From the Department of Clinical Biochemistry

Awaiting Approval

From the Faculty of Clinical Medicine

The Cambridge School of Clinical Medicine Doctoral Training Programme in Medical Research (SCM DTP-MR) includes institutes and units within the School of Clinical Medicine, as well as other University Partner Institutions.
The program is offering at least five fully funded PhD studentships commencing in October 2022. Applicants should identify a group leader whose area of research falls into one of the following themes:
  • Neurosciences and Mental Health
  • Infections and Immunity
  • Molecular and Cellular Mechanisms of Disease
  • Data Science for Health

Applicants will be expected to approach the group leader, and agree on a suitable research proposal for consideration.  

Students on the SCM DTP-MR will complete 2 rotations in the first two terms.
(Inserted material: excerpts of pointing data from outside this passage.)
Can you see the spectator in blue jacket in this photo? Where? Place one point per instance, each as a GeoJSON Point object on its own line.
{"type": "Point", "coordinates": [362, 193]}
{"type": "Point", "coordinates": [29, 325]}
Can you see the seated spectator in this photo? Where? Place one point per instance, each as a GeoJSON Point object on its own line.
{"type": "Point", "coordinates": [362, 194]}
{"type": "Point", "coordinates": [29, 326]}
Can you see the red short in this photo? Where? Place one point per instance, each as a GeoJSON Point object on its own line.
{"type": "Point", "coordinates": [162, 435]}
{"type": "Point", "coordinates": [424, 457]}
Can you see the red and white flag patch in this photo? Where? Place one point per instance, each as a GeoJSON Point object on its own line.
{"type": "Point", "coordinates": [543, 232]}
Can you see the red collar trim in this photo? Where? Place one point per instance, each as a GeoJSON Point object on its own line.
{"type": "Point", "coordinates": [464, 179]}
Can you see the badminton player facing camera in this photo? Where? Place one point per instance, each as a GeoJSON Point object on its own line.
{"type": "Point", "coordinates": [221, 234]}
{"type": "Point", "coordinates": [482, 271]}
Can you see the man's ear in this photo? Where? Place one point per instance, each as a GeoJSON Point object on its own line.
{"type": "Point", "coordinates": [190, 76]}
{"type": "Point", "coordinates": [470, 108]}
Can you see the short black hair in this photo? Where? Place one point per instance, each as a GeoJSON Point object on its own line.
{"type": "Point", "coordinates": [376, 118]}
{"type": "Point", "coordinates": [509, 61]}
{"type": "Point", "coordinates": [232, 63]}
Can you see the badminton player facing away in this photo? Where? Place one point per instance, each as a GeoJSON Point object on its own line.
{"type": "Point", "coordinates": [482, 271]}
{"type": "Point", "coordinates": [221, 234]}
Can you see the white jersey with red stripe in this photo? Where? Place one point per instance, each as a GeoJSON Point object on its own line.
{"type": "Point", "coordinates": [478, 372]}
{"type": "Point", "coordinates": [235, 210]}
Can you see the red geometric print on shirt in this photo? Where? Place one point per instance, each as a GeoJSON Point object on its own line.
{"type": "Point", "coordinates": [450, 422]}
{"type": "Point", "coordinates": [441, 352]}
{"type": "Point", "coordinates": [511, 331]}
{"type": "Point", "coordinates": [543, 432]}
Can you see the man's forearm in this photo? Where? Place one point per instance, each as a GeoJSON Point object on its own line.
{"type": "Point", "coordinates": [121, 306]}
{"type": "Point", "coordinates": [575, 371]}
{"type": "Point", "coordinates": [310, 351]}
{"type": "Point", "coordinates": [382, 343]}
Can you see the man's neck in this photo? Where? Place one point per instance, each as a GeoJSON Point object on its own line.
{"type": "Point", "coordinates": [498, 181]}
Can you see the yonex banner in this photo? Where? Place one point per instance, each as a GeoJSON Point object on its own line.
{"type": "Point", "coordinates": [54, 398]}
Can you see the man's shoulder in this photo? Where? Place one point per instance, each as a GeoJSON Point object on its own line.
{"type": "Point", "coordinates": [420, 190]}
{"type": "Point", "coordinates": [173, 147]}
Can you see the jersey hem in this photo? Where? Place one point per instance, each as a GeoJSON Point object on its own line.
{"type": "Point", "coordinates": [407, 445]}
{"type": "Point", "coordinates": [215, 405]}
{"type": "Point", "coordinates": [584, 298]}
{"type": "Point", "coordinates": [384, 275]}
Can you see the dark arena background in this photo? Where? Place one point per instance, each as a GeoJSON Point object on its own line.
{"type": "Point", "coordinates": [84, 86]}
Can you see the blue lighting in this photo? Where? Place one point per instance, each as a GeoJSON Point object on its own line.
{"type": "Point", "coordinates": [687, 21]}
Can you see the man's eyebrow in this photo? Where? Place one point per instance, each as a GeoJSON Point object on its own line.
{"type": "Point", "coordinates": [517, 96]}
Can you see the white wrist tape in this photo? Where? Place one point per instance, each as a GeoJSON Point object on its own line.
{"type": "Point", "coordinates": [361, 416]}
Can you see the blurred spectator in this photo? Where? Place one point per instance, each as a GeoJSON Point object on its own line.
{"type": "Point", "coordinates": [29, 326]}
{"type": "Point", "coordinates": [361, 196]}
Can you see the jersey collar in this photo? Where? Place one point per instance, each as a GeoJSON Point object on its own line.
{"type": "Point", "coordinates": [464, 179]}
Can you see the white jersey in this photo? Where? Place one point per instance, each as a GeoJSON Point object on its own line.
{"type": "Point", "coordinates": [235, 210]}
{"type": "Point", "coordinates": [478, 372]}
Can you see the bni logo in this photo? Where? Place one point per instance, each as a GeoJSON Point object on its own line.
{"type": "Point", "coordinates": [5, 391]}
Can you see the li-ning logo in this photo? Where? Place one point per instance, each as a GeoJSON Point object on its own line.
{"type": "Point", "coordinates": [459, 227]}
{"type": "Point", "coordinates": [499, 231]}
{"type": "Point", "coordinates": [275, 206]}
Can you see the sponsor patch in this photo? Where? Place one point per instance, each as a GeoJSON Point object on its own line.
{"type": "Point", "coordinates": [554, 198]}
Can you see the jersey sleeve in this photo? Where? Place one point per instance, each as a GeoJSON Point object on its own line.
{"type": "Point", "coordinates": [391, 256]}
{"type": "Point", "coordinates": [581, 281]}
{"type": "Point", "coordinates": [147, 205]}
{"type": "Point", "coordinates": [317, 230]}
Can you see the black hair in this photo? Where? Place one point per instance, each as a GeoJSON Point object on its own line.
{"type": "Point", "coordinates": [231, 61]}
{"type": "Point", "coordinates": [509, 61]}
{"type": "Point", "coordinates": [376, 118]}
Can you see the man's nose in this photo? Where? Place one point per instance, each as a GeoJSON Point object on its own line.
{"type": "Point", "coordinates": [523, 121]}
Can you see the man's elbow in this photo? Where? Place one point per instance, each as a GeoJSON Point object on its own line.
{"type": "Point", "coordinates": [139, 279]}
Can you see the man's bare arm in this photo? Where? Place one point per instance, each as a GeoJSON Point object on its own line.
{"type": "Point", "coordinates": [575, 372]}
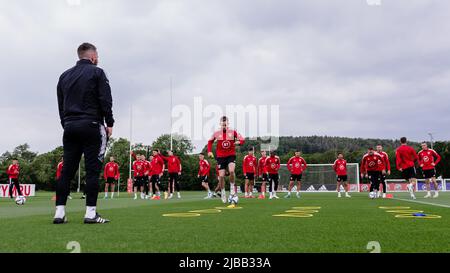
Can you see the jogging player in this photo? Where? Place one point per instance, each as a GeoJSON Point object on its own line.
{"type": "Point", "coordinates": [273, 164]}
{"type": "Point", "coordinates": [340, 168]}
{"type": "Point", "coordinates": [227, 139]}
{"type": "Point", "coordinates": [13, 173]}
{"type": "Point", "coordinates": [296, 166]}
{"type": "Point", "coordinates": [262, 173]}
{"type": "Point", "coordinates": [428, 159]}
{"type": "Point", "coordinates": [174, 169]}
{"type": "Point", "coordinates": [386, 165]}
{"type": "Point", "coordinates": [406, 158]}
{"type": "Point", "coordinates": [111, 175]}
{"type": "Point", "coordinates": [371, 169]}
{"type": "Point", "coordinates": [249, 168]}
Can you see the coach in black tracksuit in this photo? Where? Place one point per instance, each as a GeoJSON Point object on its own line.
{"type": "Point", "coordinates": [85, 105]}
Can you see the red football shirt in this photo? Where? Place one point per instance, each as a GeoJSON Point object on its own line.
{"type": "Point", "coordinates": [157, 165]}
{"type": "Point", "coordinates": [340, 167]}
{"type": "Point", "coordinates": [249, 164]}
{"type": "Point", "coordinates": [262, 165]}
{"type": "Point", "coordinates": [272, 164]}
{"type": "Point", "coordinates": [59, 169]}
{"type": "Point", "coordinates": [384, 162]}
{"type": "Point", "coordinates": [225, 142]}
{"type": "Point", "coordinates": [204, 167]}
{"type": "Point", "coordinates": [405, 156]}
{"type": "Point", "coordinates": [370, 163]}
{"type": "Point", "coordinates": [111, 170]}
{"type": "Point", "coordinates": [428, 159]}
{"type": "Point", "coordinates": [173, 164]}
{"type": "Point", "coordinates": [139, 168]}
{"type": "Point", "coordinates": [13, 171]}
{"type": "Point", "coordinates": [296, 165]}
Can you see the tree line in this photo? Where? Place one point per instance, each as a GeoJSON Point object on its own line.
{"type": "Point", "coordinates": [40, 169]}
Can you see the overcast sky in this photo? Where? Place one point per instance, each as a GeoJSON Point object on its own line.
{"type": "Point", "coordinates": [338, 68]}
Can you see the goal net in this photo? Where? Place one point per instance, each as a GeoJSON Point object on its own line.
{"type": "Point", "coordinates": [400, 185]}
{"type": "Point", "coordinates": [320, 178]}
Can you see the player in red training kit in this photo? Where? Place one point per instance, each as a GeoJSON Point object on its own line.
{"type": "Point", "coordinates": [296, 166]}
{"type": "Point", "coordinates": [273, 164]}
{"type": "Point", "coordinates": [13, 176]}
{"type": "Point", "coordinates": [370, 168]}
{"type": "Point", "coordinates": [340, 168]}
{"type": "Point", "coordinates": [406, 158]}
{"type": "Point", "coordinates": [58, 176]}
{"type": "Point", "coordinates": [203, 173]}
{"type": "Point", "coordinates": [111, 175]}
{"type": "Point", "coordinates": [428, 159]}
{"type": "Point", "coordinates": [262, 173]}
{"type": "Point", "coordinates": [174, 169]}
{"type": "Point", "coordinates": [139, 175]}
{"type": "Point", "coordinates": [227, 139]}
{"type": "Point", "coordinates": [249, 165]}
{"type": "Point", "coordinates": [157, 171]}
{"type": "Point", "coordinates": [386, 165]}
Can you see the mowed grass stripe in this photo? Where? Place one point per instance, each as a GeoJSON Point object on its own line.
{"type": "Point", "coordinates": [342, 225]}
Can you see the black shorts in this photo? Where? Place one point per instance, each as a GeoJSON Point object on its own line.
{"type": "Point", "coordinates": [264, 177]}
{"type": "Point", "coordinates": [173, 177]}
{"type": "Point", "coordinates": [342, 178]}
{"type": "Point", "coordinates": [249, 176]}
{"type": "Point", "coordinates": [273, 177]}
{"type": "Point", "coordinates": [155, 179]}
{"type": "Point", "coordinates": [203, 179]}
{"type": "Point", "coordinates": [139, 181]}
{"type": "Point", "coordinates": [427, 174]}
{"type": "Point", "coordinates": [409, 173]}
{"type": "Point", "coordinates": [110, 180]}
{"type": "Point", "coordinates": [223, 162]}
{"type": "Point", "coordinates": [374, 176]}
{"type": "Point", "coordinates": [296, 177]}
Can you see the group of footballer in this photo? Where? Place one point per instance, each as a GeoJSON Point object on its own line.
{"type": "Point", "coordinates": [147, 174]}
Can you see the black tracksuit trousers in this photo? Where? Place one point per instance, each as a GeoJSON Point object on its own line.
{"type": "Point", "coordinates": [88, 138]}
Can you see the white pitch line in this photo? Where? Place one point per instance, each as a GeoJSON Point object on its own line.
{"type": "Point", "coordinates": [422, 202]}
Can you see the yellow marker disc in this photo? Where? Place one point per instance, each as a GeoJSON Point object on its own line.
{"type": "Point", "coordinates": [294, 215]}
{"type": "Point", "coordinates": [306, 208]}
{"type": "Point", "coordinates": [220, 208]}
{"type": "Point", "coordinates": [405, 211]}
{"type": "Point", "coordinates": [430, 216]}
{"type": "Point", "coordinates": [182, 214]}
{"type": "Point", "coordinates": [394, 207]}
{"type": "Point", "coordinates": [302, 211]}
{"type": "Point", "coordinates": [206, 211]}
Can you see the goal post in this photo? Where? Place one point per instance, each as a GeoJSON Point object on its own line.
{"type": "Point", "coordinates": [400, 185]}
{"type": "Point", "coordinates": [320, 178]}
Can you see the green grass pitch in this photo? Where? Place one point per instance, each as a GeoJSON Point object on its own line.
{"type": "Point", "coordinates": [340, 225]}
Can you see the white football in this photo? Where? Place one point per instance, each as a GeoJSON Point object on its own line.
{"type": "Point", "coordinates": [20, 200]}
{"type": "Point", "coordinates": [233, 199]}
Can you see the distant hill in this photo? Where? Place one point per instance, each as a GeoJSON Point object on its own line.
{"type": "Point", "coordinates": [321, 144]}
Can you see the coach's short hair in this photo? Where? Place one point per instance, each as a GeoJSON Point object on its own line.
{"type": "Point", "coordinates": [85, 47]}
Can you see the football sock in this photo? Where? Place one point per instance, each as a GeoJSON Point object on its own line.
{"type": "Point", "coordinates": [232, 188]}
{"type": "Point", "coordinates": [90, 212]}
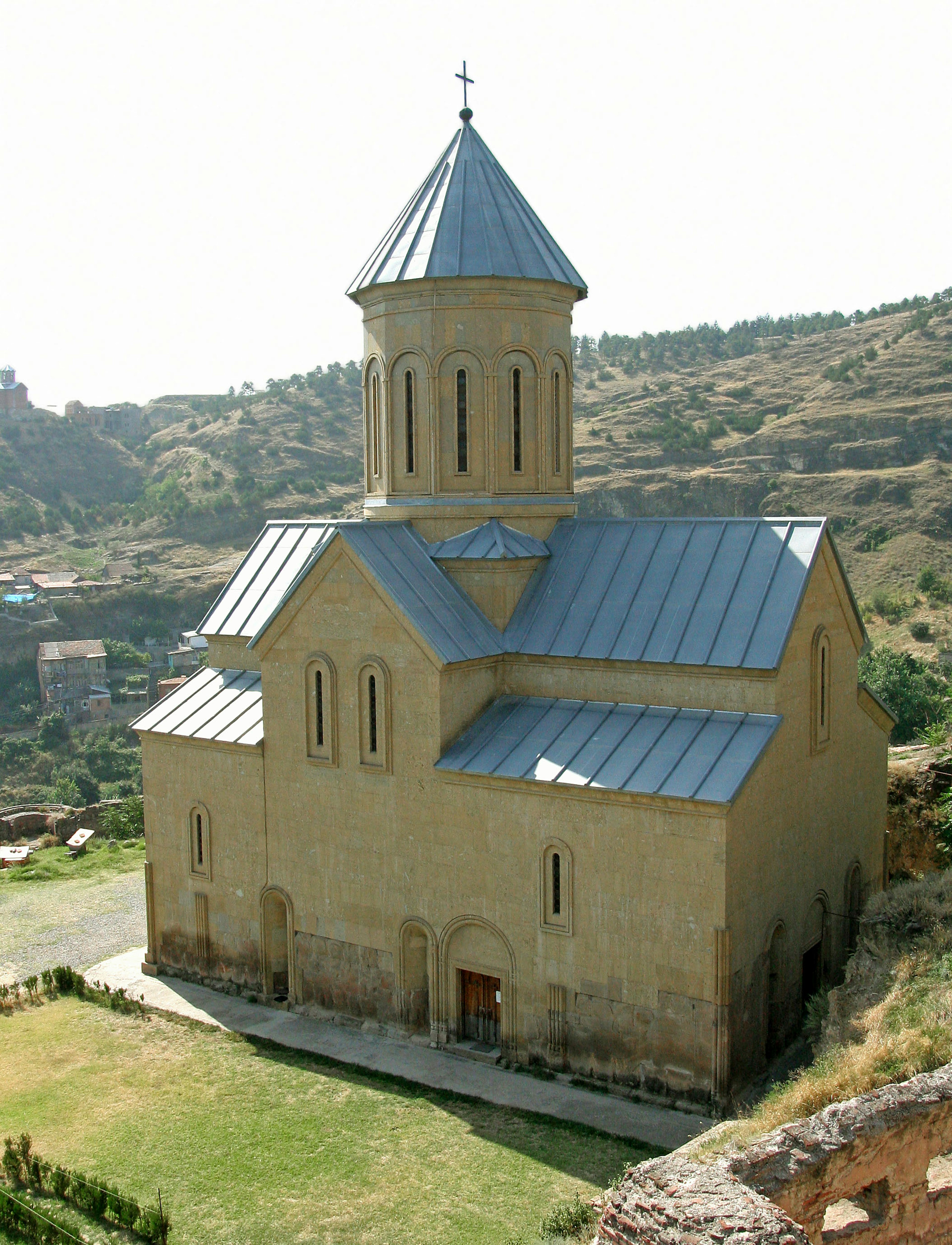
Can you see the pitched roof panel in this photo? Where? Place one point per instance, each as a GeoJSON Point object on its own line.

These projects will be in different disciplinary areas related to your field of research, and will allow refinement of your PhD project in line with your emerging research interests as the programme progresses.   The SCM DTP-MR studentships must be based in a department, unit or Institute of the School of Clinical Medicine. Please refer here. 

You will need to successfully complete the first year to be able to progress into your second year of studies.

This is an annual competition, and the opening and closing dates will be advertised on FindaPhD.com and on the SCM DTP-MR website.  ​For further details on the application process, please refer here

In addition, five Industrial MRC CASE (iCASE) studentships will be available for doctoral study at Cambridge, to start in October 2022. These studentships allow postgraduate research students to receive high quality research training, with the additional benefit of working closely with an industrial partner. These collaborations will provide MRC iCASE students with unique technical and transferable skills, as well as an insight into how commercial science is conducted, and entrepreneurial opportunities.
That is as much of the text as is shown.